Following a sham "consultation" exercise UNISON negotiators, backed by Unite and the GMB, have called in government arbitrators ACAS to make a binding agreement which members will be unable to vote on.

Following one of the UK's biggest strikes in years, when half a million council workers walked out for two days against a sub inflationary 2.45% pay offer, unions have blocked further action.

Blaming a poor vote for further action in a recent consultation exercise, which UNISON halfheartedly undertook while many workers were on summer holidays, officials decided there would be no further strikes, but instead to call in ACAS and hope for the best.

Any decision made by ACAS is binding on both parties - unions and employer - regardless of the wishes of the unions' members.

One local government worker and UNISON member told us:
"This latest blow to workers follows a series of attempts to sabotage the dispute by union officials. UNISON's leadership, while talking militant in public, sent out initial consultation documents on the pay offer giving the employers arguments.

"When surprised by a significant vote in favour of strike action, they responded with almost no preparation for the national strike, very few and very poor publicity materials, and no future dates for strike action for workers to prepare for or to be used as leverage against the employers.

"Instead, following the first strike workers were told to go back to work and wait for the professional negotiators, while their morale ebbed."

The demobilisation of local government workers could hardly come at a worse time for other public sector workers opposing their pay cuts.

Despite UNISON claiming to be leading the fight for co-ordinated action across the sector, it has now called off further action before a proposed national cross-union demonstration, and before teachers and civil servants are due to begin new waves of strikes.

Comments

compete
Oct 12 2008 22:39

So its nothing to do with low-paid part-time women (who comprise two-thirds of the workforce) seeing that in reality they were unlikely to get more than a fraction of a percent increase, even if they went out on strike again and lose further days pay? Perhaps the working class aren't of a revolutionary temper just at the moment - is it easier to blame union officials than face up to this unpaletable possibility?

Steven.
Oct 15 2008 23:33

Well that is part of it. But it is not the whole picture. For example the "consultation" was carried out while schools were mostly closed, and it is in schools where most of the low paid and part-time women work.

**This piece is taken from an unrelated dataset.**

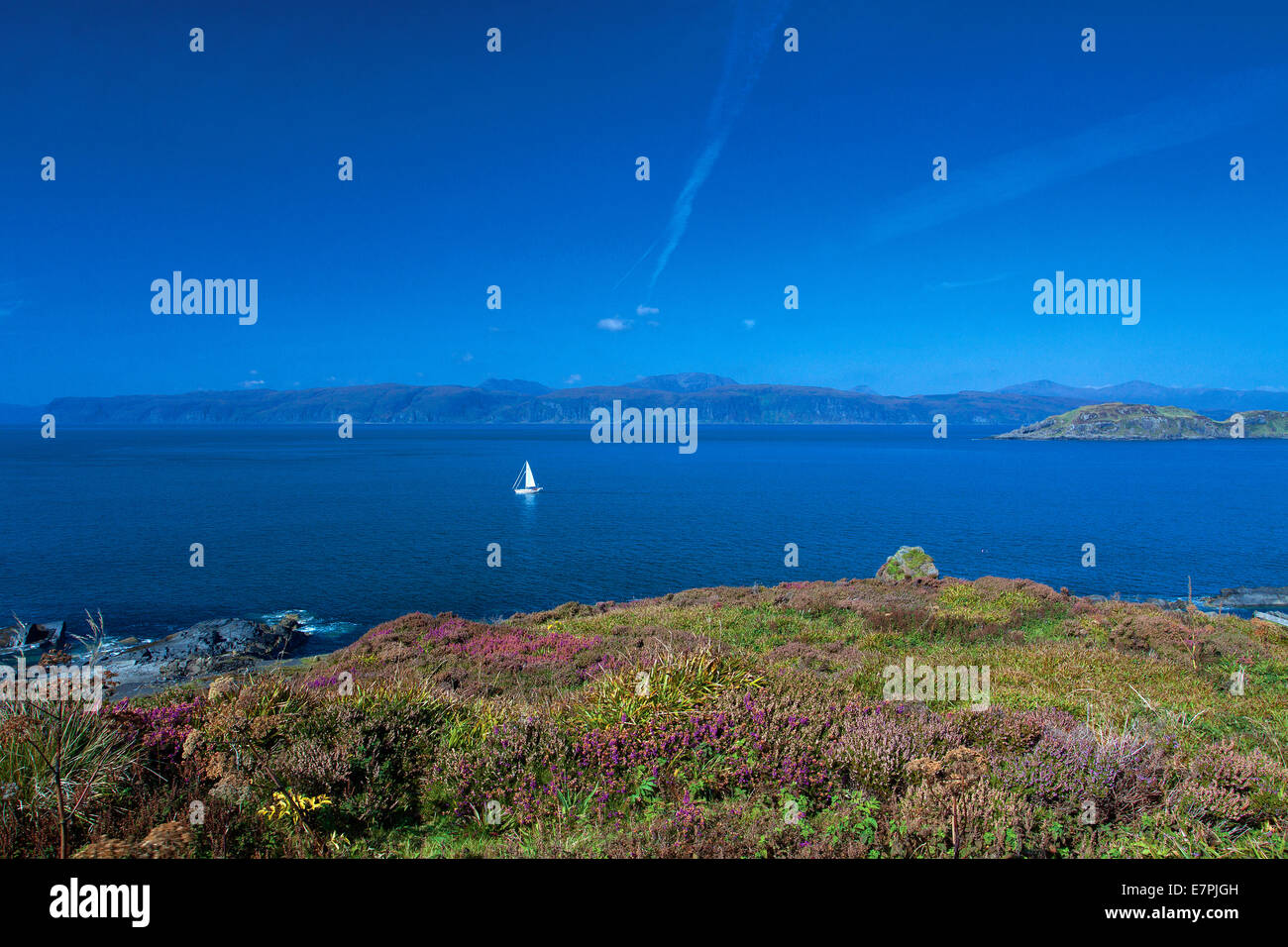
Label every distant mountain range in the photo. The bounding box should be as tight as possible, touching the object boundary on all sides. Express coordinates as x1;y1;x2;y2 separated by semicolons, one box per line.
10;372;1288;425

The original strikes were better observed than many people thought they would be. If the union leadership wanted to actually win, they could have used the mobilisation for the first strike and kept up momentum by setting dates of further strike action.

By not setting further dates, they went to the employers to negotiate with no actual power over the employers, because no further strikes were planned. So the employers had no incentive to offer anything more.

In fact, I and many other people think that they made the original strike be two days in order to scare people off from voting in favour of it. A more effective strategy would have been an initial one-day strike (in which people would have lost less money) followed by further scheduled strikes. Possibly either all-out strikes of two days then three days, or rolling regional strikes across every region.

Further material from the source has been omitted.